The inaugural Humor: Serious Business class launched this past spring semester.
The brainchild of Stanford Professor Jennifer Aaker and Lecturer Naomi Bagdonas, MBA ’15, the interactive course was designed in part to help students develop an appreciation for the role of humor in the workplace and even for one’s well-being. Naomi calls humor “an underleveraged superpower in business.” The duo brought in comedians and business executives who use and encourage humor at their companies as guest lecturers.
So, why humor? The late journalist Eric Sevareid said “Next to power without honor, the most dangerous thing in the world is power without humor.”
Naomi Bagdonas: Humor: Serious Business is about the power (and importance) of humor to make and scale positive change in the world, and also to achieve business objectives, build more effective and innovative organizations, cultivate stronger bonds, and capture more lasting memories. Our goal is to help infuse the kind of humanity, humility, and intellectual perspective that only humor can bring.
Jennifer Aaker: The interesting thing is that as kids, we are all hilarious — we’re killin’ it on a daily basis. As middle schoolers and teenagers, we continue to be funny. But then something changes and we stop being funny. And in our research, we think we’re beginning to pinpoint a shift — a “humor cliff” when people enter the workforce.
That is, worldwide data collected by Gallup last year shows that when asked to rate themselves against the prompts “I believe I am a funny person” and “I laugh frequently” people’s responses to the questions plummet around age 23 (ironically, around the average age of the students in our class). And it makes sense. We go to work, and all of a sudden we’re very important, and we’re very efficient, and we’re no longer allowed to leave the house in sweatpants or count ice cream as a food group. Plus, some of us have a scarring moment of a joke gone wrong — so we stop trying.
NB: This is a big problem because humor is a superpower — one that’s incredibly underleveraged in business. There are studies linking the use of humor to perceived status, confidence, competence, and improved creative problem solving. Yet, few of us consider humor capable of these effects — it’s often considered to be a distraction, but it can be a real asset.
JA: Also, humor can build bonds and strengthen relationships. This is particularly important because workplaces are killing us. Recent research by Jeff Pfeffer, Stefanos Zenios, and Joel Goh shows that workplace stress — fueled long hours, job insecurity and lack of work-life balance — to at least 120,000 deaths each year and accounts for up to $190 billion in health care costs.
NB: Laughter make us more physically resilient to the tensions and stressors of corporate life. It releases oxytocin, which facilitates social bonding and increases trust. When people laugh together at work, relationships improve, and people feel more valued and trusted, mitigating the effects of these workplace stressors.
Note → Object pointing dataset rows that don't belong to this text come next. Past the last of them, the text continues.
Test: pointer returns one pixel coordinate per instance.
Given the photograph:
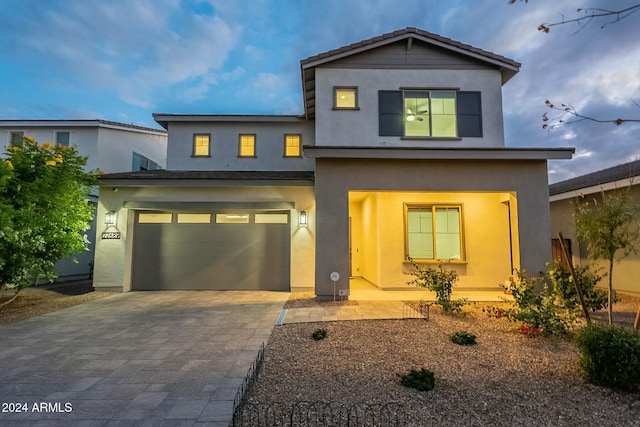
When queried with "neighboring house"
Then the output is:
(563, 196)
(400, 153)
(109, 146)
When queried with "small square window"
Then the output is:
(345, 98)
(62, 138)
(247, 146)
(15, 138)
(201, 145)
(292, 146)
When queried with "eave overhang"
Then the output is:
(508, 67)
(164, 178)
(413, 153)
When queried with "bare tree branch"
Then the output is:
(566, 109)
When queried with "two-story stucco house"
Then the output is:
(109, 146)
(400, 154)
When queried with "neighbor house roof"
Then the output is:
(508, 67)
(164, 118)
(613, 177)
(75, 123)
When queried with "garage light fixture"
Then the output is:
(110, 218)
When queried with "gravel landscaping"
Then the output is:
(505, 379)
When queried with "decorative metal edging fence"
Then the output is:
(320, 414)
(249, 380)
(416, 310)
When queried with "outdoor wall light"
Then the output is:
(110, 218)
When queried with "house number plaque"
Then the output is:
(110, 235)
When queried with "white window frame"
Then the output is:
(434, 232)
(427, 116)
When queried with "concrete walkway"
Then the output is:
(134, 359)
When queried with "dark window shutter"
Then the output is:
(469, 107)
(390, 112)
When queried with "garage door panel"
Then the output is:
(211, 256)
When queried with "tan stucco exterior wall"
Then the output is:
(625, 271)
(113, 257)
(380, 243)
(335, 178)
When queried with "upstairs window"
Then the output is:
(201, 145)
(15, 138)
(429, 113)
(247, 145)
(433, 232)
(62, 138)
(345, 98)
(292, 146)
(142, 163)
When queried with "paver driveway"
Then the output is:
(139, 358)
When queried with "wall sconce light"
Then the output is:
(110, 218)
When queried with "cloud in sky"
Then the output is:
(123, 60)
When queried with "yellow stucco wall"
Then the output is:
(378, 237)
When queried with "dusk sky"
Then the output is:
(123, 60)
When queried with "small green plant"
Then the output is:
(422, 380)
(538, 312)
(610, 356)
(564, 286)
(319, 334)
(440, 281)
(463, 338)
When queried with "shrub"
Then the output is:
(319, 334)
(539, 312)
(422, 380)
(463, 338)
(440, 281)
(564, 286)
(610, 356)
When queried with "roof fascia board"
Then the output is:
(80, 123)
(201, 183)
(434, 153)
(182, 206)
(594, 189)
(360, 49)
(160, 117)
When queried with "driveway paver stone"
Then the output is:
(139, 358)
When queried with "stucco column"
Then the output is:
(332, 232)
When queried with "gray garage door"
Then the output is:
(211, 250)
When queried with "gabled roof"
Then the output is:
(508, 67)
(618, 175)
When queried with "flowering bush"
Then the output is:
(538, 312)
(529, 331)
(440, 281)
(564, 286)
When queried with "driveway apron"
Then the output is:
(135, 359)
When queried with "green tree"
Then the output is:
(611, 228)
(44, 209)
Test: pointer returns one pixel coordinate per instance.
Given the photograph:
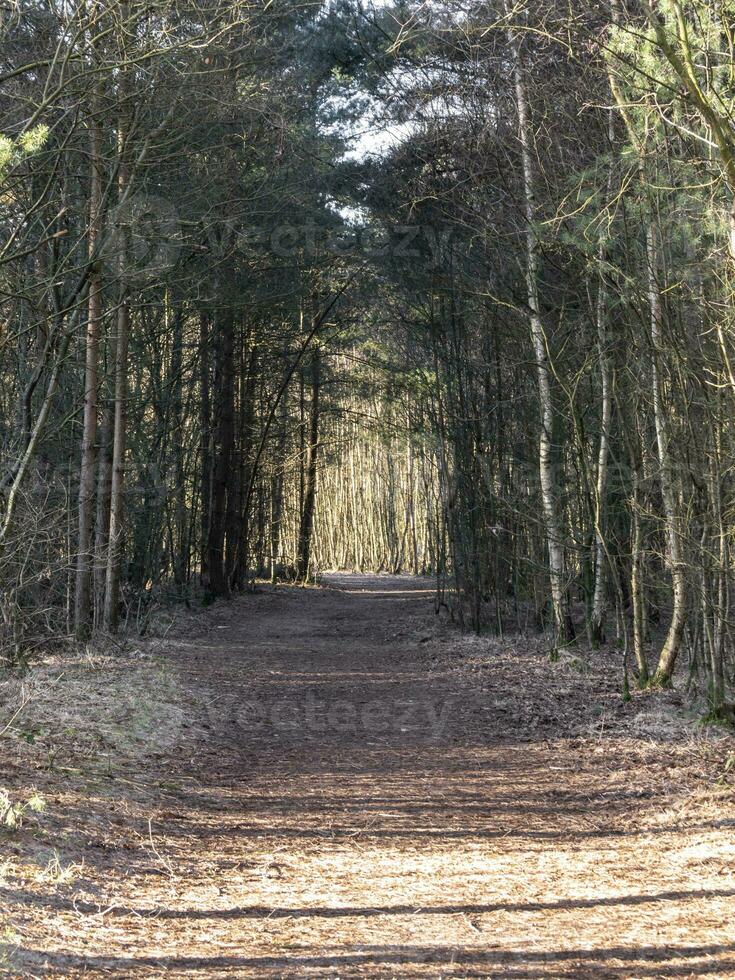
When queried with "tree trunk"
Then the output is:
(549, 490)
(85, 555)
(310, 475)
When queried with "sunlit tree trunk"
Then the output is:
(549, 489)
(87, 486)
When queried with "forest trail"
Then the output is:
(352, 806)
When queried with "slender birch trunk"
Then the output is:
(549, 489)
(117, 487)
(87, 483)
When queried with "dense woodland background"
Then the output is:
(436, 287)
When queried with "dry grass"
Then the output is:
(549, 830)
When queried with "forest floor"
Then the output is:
(331, 783)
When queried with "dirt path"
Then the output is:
(351, 803)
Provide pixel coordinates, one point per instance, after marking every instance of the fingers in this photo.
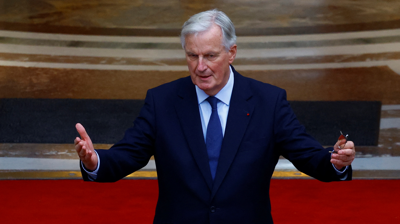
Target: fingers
(82, 132)
(345, 156)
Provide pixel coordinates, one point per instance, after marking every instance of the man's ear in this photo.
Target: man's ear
(232, 53)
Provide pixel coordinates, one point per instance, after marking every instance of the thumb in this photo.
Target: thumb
(82, 132)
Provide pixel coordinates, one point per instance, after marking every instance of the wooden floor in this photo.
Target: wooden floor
(97, 49)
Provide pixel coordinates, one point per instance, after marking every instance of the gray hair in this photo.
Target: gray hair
(203, 21)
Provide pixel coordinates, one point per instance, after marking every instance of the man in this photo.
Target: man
(219, 174)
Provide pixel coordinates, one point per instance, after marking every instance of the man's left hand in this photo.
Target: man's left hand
(345, 154)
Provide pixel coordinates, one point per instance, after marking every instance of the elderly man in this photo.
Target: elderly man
(216, 137)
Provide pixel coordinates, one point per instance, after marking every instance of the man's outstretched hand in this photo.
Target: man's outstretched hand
(345, 154)
(84, 148)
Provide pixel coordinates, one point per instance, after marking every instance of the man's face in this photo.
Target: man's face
(208, 61)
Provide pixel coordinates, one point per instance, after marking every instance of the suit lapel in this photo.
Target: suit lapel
(189, 116)
(240, 111)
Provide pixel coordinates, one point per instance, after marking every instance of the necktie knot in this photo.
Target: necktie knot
(213, 102)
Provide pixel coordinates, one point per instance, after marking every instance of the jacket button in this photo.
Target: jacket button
(212, 209)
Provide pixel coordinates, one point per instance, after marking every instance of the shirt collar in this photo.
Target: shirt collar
(224, 95)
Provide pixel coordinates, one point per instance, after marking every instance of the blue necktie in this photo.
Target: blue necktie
(213, 136)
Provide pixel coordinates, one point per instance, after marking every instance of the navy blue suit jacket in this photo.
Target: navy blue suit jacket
(261, 126)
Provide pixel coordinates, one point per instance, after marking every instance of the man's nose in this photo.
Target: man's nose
(202, 65)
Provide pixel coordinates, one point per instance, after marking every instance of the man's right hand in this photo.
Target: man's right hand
(84, 148)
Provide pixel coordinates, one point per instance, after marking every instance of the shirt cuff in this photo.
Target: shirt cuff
(92, 174)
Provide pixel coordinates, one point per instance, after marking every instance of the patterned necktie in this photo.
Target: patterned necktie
(214, 136)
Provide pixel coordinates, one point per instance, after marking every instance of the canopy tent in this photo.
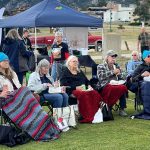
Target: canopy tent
(51, 13)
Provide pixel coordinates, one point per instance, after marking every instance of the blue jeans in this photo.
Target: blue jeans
(57, 100)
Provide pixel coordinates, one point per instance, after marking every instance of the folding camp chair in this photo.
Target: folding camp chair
(43, 101)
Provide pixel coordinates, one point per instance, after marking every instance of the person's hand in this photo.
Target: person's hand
(116, 71)
(56, 54)
(145, 74)
(49, 85)
(5, 91)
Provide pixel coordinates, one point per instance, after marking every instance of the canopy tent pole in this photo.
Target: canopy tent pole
(35, 47)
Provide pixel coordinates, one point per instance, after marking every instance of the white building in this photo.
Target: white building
(119, 13)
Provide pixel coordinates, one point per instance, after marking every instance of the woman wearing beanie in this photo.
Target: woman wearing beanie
(40, 81)
(15, 49)
(21, 106)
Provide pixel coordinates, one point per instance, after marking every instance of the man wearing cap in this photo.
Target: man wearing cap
(143, 70)
(143, 41)
(60, 53)
(108, 71)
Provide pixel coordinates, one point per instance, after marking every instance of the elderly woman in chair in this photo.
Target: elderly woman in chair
(142, 76)
(78, 86)
(22, 107)
(40, 81)
(106, 72)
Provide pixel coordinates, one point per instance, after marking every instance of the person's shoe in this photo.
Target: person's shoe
(122, 113)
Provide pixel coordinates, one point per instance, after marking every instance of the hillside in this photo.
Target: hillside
(83, 4)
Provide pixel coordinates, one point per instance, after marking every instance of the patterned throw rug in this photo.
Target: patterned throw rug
(26, 112)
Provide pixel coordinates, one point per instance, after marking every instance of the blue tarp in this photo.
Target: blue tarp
(51, 13)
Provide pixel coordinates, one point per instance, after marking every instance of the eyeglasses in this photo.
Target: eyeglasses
(148, 56)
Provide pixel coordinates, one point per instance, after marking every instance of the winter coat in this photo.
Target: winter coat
(35, 83)
(5, 81)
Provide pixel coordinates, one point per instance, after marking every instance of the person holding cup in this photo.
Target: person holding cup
(79, 90)
(40, 81)
(60, 53)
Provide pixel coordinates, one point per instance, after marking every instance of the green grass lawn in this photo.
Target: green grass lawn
(120, 134)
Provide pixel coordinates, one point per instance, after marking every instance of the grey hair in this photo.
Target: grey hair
(13, 34)
(42, 63)
(68, 61)
(135, 52)
(58, 33)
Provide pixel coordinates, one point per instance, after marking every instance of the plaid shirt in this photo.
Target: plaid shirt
(145, 39)
(105, 75)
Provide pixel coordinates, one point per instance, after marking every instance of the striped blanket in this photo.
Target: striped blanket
(25, 111)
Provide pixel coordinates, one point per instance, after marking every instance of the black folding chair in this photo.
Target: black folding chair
(86, 61)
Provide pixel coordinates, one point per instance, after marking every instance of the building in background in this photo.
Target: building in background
(114, 12)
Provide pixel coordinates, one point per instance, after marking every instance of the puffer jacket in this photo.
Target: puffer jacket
(5, 81)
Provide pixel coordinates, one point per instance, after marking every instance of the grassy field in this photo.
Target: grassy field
(120, 134)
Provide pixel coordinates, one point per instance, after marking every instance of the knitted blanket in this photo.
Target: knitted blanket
(26, 112)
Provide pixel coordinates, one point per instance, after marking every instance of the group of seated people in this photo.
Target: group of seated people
(24, 109)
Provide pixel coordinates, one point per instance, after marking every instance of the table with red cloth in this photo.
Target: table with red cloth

JA: Hiroki Asai used to be the head of marketing communications at Apple and led over a thousand creatives — he says that fear kills creativity, and that humor is our most powerful tool to drive fear out of the system. In this context, lack of humor can be a huge liability. Beyond just creative groups though, we think that humor brings humanity and empathy back into business in a way that’s rare.
NB: So we’re trying to instill a mindset that taking your work seriously doesn’t mean you need to be serious all of the time. In fact, being serious and being humorous can be in service of each other. The right balance of levity and gravity gives power to both.
To help students find that balance, we developed the course to be anchored in practical applications. We focus on activities that the students would do or use outside the classroom — like writing a bio with humor, creating a company pitch, or delivering a speech.
JA: Most of the activities involve business contexts where humor is often not found, but if used, could serve the students well — to disarm, build bonds, or just differentiate. Our hope is that these students go on to instill a mindset of levity into the organizations they lead. That is, build humor into the culture and practices of every day, from All Hands Meetings, to new employee welcomes, to otherwise mundane logistics emails.
NB: Robin Williams said, "you're only given a little spark of madness. You mustn't lose it." We’re trying to help our students keep the pilot light on.